For some reason it startles a laugh out of Peter.
“Well, when you put it like that, you’re kind of a mess,” he agrees, instinctively sitting next to him on the couch, closer than he ever would have when - before. “Guess we deserve each other.”
“Guess we do.”
There’s a pause. Mr. Stark tilts his head so it’s resting sideways on the back of the couch, looking languidly in Peter’s direction. His eyes are dark as they trail over Peter from head to toe.
So. Peter definitely hasn’t been seeing things. Mr. Stark wants him. The words feel bizarre, even to think inside his own head, but they’re true. And - is it - is it really so awful if Peter likes it? More than likes it?
It’s like he’s empty, entire body gnawing with hunger, looking back at him and wanting with such a sudden, sickening lurch, and he can’t tell if it’s lust or love or loneliness or-
Peter leans over, puts a hand on Mr. Stark’s upper thigh. He’s good at this. He knows how to do this. He uses every trick in his book, biting his lip, looking up through his lashes.
The kiss is chaste and quick, and when he pulls back there’s an odd look on Mr. Stark’s face.
“If you want a raise you can just ask,” he murmurs, eyes darting away from Peter’s. “I meant what I said. I’m not interested in paying for it.”
“But you do want it,” Peter says. “Otherwise why’d you even start talking to me?”
“Maybe I just thought you looked like you needed someone to talk to,” Mr. Stark says.

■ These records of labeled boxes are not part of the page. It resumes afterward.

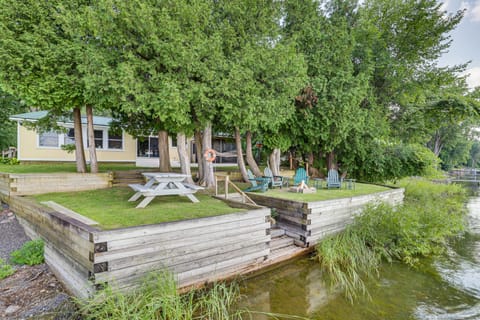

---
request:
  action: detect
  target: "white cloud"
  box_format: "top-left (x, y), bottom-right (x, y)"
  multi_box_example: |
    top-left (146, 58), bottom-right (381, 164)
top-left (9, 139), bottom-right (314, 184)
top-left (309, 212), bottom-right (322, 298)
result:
top-left (458, 1), bottom-right (471, 14)
top-left (468, 0), bottom-right (480, 22)
top-left (439, 0), bottom-right (450, 11)
top-left (466, 67), bottom-right (480, 88)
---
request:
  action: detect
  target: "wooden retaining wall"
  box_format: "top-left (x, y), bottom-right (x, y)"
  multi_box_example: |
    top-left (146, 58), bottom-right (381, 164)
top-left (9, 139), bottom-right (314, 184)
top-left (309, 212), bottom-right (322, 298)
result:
top-left (0, 194), bottom-right (270, 297)
top-left (0, 173), bottom-right (113, 196)
top-left (248, 189), bottom-right (405, 247)
top-left (90, 208), bottom-right (270, 290)
top-left (0, 195), bottom-right (97, 298)
top-left (0, 172), bottom-right (10, 195)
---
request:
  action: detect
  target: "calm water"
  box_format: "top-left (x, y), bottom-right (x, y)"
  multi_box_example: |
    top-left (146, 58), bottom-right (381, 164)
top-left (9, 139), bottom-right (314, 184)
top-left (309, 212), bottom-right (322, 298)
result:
top-left (243, 197), bottom-right (480, 320)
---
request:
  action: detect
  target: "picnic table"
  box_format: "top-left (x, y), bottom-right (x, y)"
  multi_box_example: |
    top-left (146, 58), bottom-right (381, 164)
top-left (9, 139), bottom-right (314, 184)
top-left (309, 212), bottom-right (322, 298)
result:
top-left (128, 172), bottom-right (203, 208)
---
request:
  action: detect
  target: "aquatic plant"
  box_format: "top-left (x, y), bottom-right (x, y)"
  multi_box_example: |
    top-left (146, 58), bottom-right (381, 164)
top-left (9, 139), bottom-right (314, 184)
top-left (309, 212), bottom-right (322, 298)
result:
top-left (0, 259), bottom-right (15, 280)
top-left (316, 179), bottom-right (466, 301)
top-left (78, 272), bottom-right (248, 320)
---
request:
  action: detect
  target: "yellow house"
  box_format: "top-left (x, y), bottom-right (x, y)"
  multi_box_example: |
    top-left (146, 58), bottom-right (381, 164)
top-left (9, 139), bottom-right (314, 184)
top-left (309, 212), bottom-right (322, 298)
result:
top-left (10, 111), bottom-right (184, 167)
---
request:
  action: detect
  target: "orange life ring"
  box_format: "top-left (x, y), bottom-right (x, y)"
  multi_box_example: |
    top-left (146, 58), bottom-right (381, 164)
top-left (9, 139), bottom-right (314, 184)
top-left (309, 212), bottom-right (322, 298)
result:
top-left (203, 149), bottom-right (217, 162)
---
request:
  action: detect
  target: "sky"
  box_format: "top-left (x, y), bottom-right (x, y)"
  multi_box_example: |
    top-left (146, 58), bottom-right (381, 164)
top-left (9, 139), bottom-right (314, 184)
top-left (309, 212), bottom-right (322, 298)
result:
top-left (438, 0), bottom-right (480, 88)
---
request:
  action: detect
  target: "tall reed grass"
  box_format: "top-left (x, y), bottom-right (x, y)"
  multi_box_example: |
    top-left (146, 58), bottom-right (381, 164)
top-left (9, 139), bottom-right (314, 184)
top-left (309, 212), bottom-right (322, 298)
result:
top-left (78, 272), bottom-right (246, 320)
top-left (316, 179), bottom-right (466, 301)
top-left (77, 271), bottom-right (314, 320)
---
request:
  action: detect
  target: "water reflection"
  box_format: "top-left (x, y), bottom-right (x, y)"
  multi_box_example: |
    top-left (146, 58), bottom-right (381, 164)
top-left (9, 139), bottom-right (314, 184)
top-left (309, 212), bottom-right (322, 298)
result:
top-left (243, 197), bottom-right (480, 320)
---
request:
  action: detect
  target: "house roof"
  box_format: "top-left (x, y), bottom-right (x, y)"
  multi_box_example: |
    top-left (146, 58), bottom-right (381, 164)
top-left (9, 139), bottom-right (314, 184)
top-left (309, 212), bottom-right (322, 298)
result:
top-left (10, 111), bottom-right (112, 127)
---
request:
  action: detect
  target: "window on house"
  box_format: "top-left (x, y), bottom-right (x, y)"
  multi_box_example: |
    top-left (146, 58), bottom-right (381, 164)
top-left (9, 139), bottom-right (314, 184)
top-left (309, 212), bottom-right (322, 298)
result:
top-left (63, 128), bottom-right (75, 144)
top-left (93, 130), bottom-right (103, 149)
top-left (108, 131), bottom-right (123, 149)
top-left (38, 131), bottom-right (59, 148)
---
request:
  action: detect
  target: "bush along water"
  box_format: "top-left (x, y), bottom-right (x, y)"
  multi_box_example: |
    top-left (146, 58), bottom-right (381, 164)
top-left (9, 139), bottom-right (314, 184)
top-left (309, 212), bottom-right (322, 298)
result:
top-left (316, 178), bottom-right (466, 301)
top-left (78, 272), bottom-right (246, 320)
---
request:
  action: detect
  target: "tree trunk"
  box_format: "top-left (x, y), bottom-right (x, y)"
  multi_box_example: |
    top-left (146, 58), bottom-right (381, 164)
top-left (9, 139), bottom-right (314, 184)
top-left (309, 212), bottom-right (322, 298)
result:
top-left (269, 148), bottom-right (280, 176)
top-left (327, 151), bottom-right (337, 171)
top-left (195, 130), bottom-right (205, 184)
top-left (245, 131), bottom-right (263, 177)
top-left (235, 128), bottom-right (249, 182)
top-left (201, 123), bottom-right (215, 189)
top-left (177, 133), bottom-right (193, 184)
top-left (433, 131), bottom-right (443, 157)
top-left (73, 107), bottom-right (87, 173)
top-left (158, 130), bottom-right (172, 172)
top-left (85, 104), bottom-right (98, 173)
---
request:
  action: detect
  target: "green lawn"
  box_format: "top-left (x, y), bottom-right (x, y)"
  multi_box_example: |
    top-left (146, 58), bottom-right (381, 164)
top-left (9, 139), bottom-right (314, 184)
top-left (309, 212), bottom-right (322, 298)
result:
top-left (0, 163), bottom-right (148, 173)
top-left (259, 183), bottom-right (390, 202)
top-left (33, 187), bottom-right (245, 229)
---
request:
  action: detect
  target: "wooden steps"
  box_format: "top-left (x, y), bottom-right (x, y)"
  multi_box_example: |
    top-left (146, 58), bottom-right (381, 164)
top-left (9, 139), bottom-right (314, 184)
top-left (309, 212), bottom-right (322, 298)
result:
top-left (270, 235), bottom-right (295, 251)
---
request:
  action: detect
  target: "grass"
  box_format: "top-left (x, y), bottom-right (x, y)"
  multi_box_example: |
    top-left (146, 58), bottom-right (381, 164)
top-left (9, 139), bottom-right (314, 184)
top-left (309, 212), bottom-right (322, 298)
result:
top-left (0, 163), bottom-right (148, 173)
top-left (77, 271), bottom-right (307, 320)
top-left (33, 187), bottom-right (243, 229)
top-left (264, 183), bottom-right (389, 202)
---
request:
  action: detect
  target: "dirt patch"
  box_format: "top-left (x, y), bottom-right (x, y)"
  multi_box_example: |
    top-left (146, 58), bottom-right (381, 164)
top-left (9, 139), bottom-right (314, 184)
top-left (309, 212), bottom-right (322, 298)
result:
top-left (0, 206), bottom-right (77, 320)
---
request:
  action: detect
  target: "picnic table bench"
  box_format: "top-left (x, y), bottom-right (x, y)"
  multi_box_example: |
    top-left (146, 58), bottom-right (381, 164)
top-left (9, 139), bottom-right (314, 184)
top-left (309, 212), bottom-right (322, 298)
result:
top-left (128, 172), bottom-right (203, 208)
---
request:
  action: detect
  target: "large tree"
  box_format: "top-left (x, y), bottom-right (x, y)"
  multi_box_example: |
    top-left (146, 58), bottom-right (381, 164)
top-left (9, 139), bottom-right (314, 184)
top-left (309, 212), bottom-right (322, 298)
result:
top-left (0, 90), bottom-right (28, 151)
top-left (285, 0), bottom-right (371, 168)
top-left (0, 0), bottom-right (111, 172)
top-left (216, 0), bottom-right (305, 180)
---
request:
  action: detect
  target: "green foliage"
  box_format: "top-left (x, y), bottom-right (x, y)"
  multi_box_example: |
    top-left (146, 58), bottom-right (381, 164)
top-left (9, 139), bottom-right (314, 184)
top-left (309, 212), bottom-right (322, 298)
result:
top-left (0, 259), bottom-right (15, 280)
top-left (34, 187), bottom-right (248, 229)
top-left (79, 272), bottom-right (246, 320)
top-left (10, 240), bottom-right (44, 266)
top-left (353, 143), bottom-right (440, 181)
top-left (0, 158), bottom-right (20, 166)
top-left (317, 179), bottom-right (466, 300)
top-left (0, 90), bottom-right (27, 151)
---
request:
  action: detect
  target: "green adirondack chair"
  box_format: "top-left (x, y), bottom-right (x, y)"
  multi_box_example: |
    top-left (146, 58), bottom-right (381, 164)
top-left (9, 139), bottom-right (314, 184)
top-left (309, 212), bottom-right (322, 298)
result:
top-left (263, 167), bottom-right (288, 188)
top-left (327, 169), bottom-right (342, 189)
top-left (293, 168), bottom-right (309, 186)
top-left (243, 169), bottom-right (270, 192)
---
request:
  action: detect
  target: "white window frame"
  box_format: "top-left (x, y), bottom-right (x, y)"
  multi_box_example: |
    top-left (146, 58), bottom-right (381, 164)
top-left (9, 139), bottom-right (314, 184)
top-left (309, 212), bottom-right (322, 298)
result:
top-left (37, 127), bottom-right (125, 152)
top-left (37, 130), bottom-right (65, 149)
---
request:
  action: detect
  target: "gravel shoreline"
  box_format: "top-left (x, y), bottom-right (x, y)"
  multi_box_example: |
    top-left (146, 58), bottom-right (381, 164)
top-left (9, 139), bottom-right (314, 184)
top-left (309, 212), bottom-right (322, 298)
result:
top-left (0, 204), bottom-right (78, 320)
top-left (0, 204), bottom-right (30, 261)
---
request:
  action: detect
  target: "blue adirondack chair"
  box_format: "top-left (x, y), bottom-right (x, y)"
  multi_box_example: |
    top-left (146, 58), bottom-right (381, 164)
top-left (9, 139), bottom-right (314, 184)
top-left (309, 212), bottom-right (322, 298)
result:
top-left (263, 167), bottom-right (288, 188)
top-left (293, 168), bottom-right (309, 186)
top-left (243, 169), bottom-right (270, 192)
top-left (327, 169), bottom-right (342, 189)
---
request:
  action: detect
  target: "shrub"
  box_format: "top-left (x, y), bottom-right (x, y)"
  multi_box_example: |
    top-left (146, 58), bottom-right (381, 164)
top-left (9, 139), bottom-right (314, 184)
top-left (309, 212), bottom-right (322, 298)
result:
top-left (0, 259), bottom-right (15, 280)
top-left (10, 240), bottom-right (44, 266)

“Is that a no?” Me. You want me. Whatever’s still left of me. Mr. Stark turns his head to the side, jaw working.
“It’s not a no,” he says. “But I’m pretty sure your interest here is mainly financial. Never really been my thing. Ruins the mood.”
“I can’t just like you? It can’t be about something other than money?”
“In my experience?” Mr. Stark says, with a sardonic smile. “No, not really.”
“Well, it is, and I do.”
When Mr. Stark turns his face back, Peter can see that he doesn’t entirely believe him. And why would he? He has no idea who Peter is, thinks he’s just some guy trying to make rent for the month. He has no idea how it rips Peter to pieces, just being in the same room as him again.
The thing is, though, Peter’s gotten pretty good at reading people.
He can see that Mr. Stark doesn’t entirely believe him -
- and that he still wants it anyway.
Peter leans back in. And it might be the most awful, selfish, self-defeating thing he’s ever done-
But he’s right. This time, Mr. Stark kisses back.